A series of disappearances of Uranus beyond the lunar disk, which began in the autumn of last year, is coming to an end. The final occultation of this planet, visible from the territory of Ukraine, will be observed on the night of January 1 to 2. However, you can see it only in the north of the Sumy and Chernihiv regions.
In Chernihiv, the disappearance of Uranus behind the dark edge of the lunar disk will begin at about 1:12 a.m. GMT+2 and will last more than a minute, as the Moon will move towards the planet “tangentially”. Uranus will remain completely closed for only 4 minutes, after which its southern “edge” will appear from behind the edge of our natural moon – again unlit. Opening the planet’s disk will also take more than a minute. For areas lying to the north, this time will be shorter, but the total period during which the ice giant will “hide” from observers may be noticeably longer.

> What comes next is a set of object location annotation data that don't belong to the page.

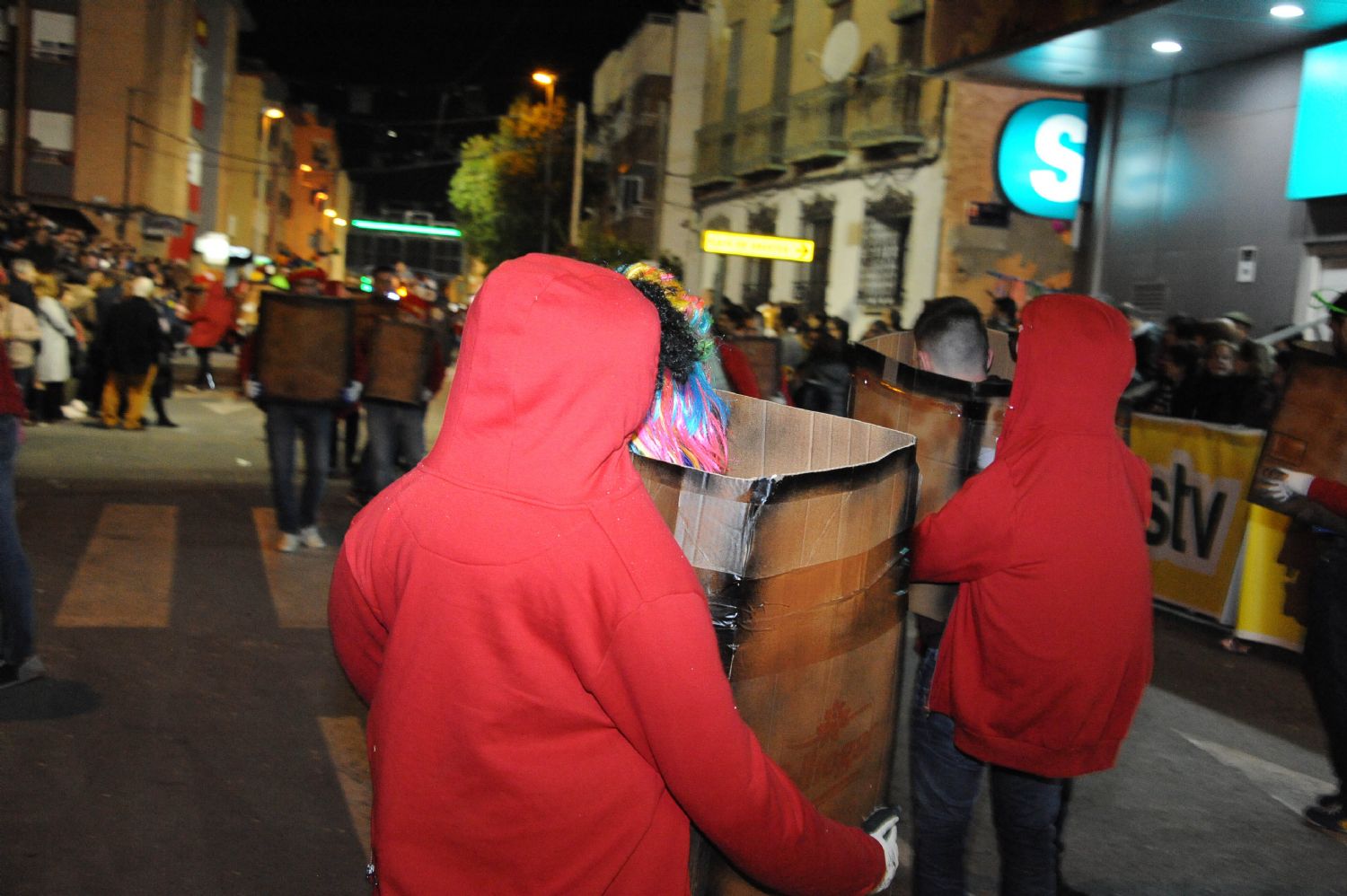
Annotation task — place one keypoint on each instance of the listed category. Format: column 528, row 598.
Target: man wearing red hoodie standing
column 549, row 710
column 1048, row 647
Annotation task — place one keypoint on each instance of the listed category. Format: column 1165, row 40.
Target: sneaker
column 1328, row 820
column 309, row 537
column 23, row 672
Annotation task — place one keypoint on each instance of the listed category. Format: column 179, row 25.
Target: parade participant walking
column 18, row 661
column 549, row 709
column 398, row 428
column 1325, row 626
column 287, row 423
column 131, row 345
column 212, row 317
column 1047, row 650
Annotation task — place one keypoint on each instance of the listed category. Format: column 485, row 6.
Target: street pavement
column 196, row 734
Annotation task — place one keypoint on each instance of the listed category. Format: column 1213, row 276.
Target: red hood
column 1075, row 357
column 555, row 372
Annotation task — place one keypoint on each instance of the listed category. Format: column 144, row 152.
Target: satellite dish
column 841, row 51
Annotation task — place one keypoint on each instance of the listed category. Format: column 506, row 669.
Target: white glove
column 883, row 825
column 1287, row 486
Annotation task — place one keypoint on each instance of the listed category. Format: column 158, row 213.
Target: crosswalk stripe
column 124, row 578
column 347, row 748
column 291, row 577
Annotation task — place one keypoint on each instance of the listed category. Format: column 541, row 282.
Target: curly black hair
column 678, row 342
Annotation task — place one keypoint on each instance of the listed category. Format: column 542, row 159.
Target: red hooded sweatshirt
column 547, row 702
column 1047, row 650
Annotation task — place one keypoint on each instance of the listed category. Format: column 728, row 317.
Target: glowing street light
column 547, row 81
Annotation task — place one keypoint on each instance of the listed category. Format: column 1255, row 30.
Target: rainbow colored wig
column 687, row 417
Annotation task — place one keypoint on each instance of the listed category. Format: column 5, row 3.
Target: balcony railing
column 714, row 155
column 885, row 110
column 762, row 143
column 816, row 126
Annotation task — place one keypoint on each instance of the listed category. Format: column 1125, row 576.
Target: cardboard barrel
column 955, row 423
column 399, row 356
column 304, row 350
column 802, row 549
column 1309, row 431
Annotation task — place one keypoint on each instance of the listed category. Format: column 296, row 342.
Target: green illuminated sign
column 395, row 226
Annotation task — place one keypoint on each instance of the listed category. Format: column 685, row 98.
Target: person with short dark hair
column 951, row 338
column 1047, row 650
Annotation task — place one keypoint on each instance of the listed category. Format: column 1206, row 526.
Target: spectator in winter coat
column 530, row 635
column 132, row 338
column 21, row 333
column 53, row 365
column 18, row 661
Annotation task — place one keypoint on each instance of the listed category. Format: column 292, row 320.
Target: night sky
column 419, row 46
column 436, row 73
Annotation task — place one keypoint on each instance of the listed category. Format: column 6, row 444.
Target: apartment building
column 819, row 126
column 135, row 112
column 647, row 108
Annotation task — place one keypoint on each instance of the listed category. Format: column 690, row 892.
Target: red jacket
column 1047, row 650
column 1330, row 494
column 215, row 318
column 547, row 701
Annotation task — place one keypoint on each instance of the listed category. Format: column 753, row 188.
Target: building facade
column 135, row 112
column 647, row 110
column 819, row 126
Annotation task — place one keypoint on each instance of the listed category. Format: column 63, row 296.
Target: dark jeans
column 286, row 422
column 945, row 790
column 395, row 431
column 15, row 575
column 1325, row 646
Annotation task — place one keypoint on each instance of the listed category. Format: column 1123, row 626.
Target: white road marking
column 1293, row 790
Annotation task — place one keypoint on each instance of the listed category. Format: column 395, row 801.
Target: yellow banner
column 757, row 245
column 1199, row 475
column 1265, row 602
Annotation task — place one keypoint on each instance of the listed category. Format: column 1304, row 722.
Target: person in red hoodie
column 212, row 318
column 549, row 712
column 1048, row 646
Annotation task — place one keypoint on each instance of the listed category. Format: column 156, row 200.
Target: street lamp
column 549, row 83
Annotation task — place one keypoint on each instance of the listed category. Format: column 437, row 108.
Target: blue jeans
column 314, row 425
column 395, row 430
column 945, row 790
column 15, row 575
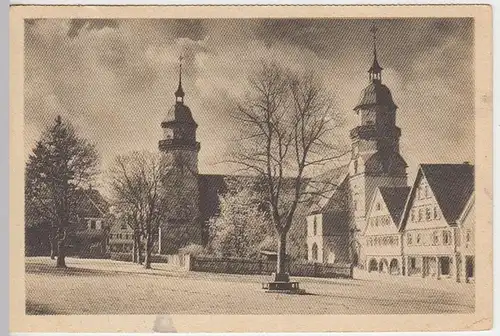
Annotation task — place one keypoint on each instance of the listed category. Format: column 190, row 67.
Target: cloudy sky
column 115, row 79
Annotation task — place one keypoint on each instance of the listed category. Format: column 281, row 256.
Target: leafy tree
column 60, row 163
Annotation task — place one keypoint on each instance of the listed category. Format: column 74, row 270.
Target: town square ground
column 113, row 287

From beginning to end, in a dark sky, this occultation will be visible only in the north of Europe (including Ireland and Great Britain without its extreme southern part), in Iceland and Greenland. Along the southern border of the visibility zone there will be a band about 10 km wide, for observers in which Uranus will hide behind the lunar disk only partially. It will pass through the territory of Ukraine to the south of Chernihiv, as well as through the cities of Konotop and Vorozhba. When observing in this band, it is necessary to take into account the irregularities of the Moon’s relief passing “against the background” of the planet.
As it is already clear, this phenomenon is interesting enough to try to see it in the presence of a clear sky (unfortunately, due to the curfew, the possibilities of night movements are now severely limited). It is better to observe it with telescopes with a lens diameter of at least 80 mm and magnification of at least a hundred times. The next occultation of Uranus from the territory of Ukraine will be visible in almost 7 years — in November 2029.